Seanad debates

Wednesday, 3 November 2021

10:30 am

Photo of Lynn BoylanLynn Boylan (Sinn Fein) | Oireachtas source

Okay, that is fine. I will speak to it then.

We welcome the debate on the national development plan, which contains many positive measures. We would like to see the MetroLink and DART+ progressed rapidly in order that people might be helped to get out of their cars. It is regrettable, however, that the 2027 completion dates for both the MetroLink and DART+ have been removed from the plan and that no dates at all are provided. While the western rail corridor and the Navan rail line are mentioned in passing, no firm commitment is provided in respect of these important projects. We hope that the national development plan is not just a booklet with a long list of projects to keep backbenchers happy, but, rather, that it is a serious plan to address the deficits in our infrastructure.

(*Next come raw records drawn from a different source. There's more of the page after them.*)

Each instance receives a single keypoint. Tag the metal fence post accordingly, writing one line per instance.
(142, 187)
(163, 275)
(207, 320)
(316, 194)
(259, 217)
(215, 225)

I agree with Senator Garvey that lower fares will be key to achieving a reduction in transport emissions. The Government has an important role in encouraging more people to use public transport by lowering the cost of fares. This is a key policy of Sinn Féin. We were heartened to see the U-turn by the Minister for Transport who, just a week before the budget, stated that fares would not come down until more people used public transport. This was the complete opposite of the research that we had heard at the Oireachtas committee, which was informed about the London plan and of how the then mayor, Ken Livingstone, did not even countenance bringing in measures such as congestion charges or anything like that until the cost of public transport had been reduced down to £1 per journey and people could jump off one bus and onto another having paid that amount. That is the way one encourages people to use public transport. One has to make it more affordable. It must be so for families to travel together rather than them factoring in that it would be just cheaper to take the car and park it in the city centre. Sinn Féin's alternative budget allocated funding to make public transport free for under-18s.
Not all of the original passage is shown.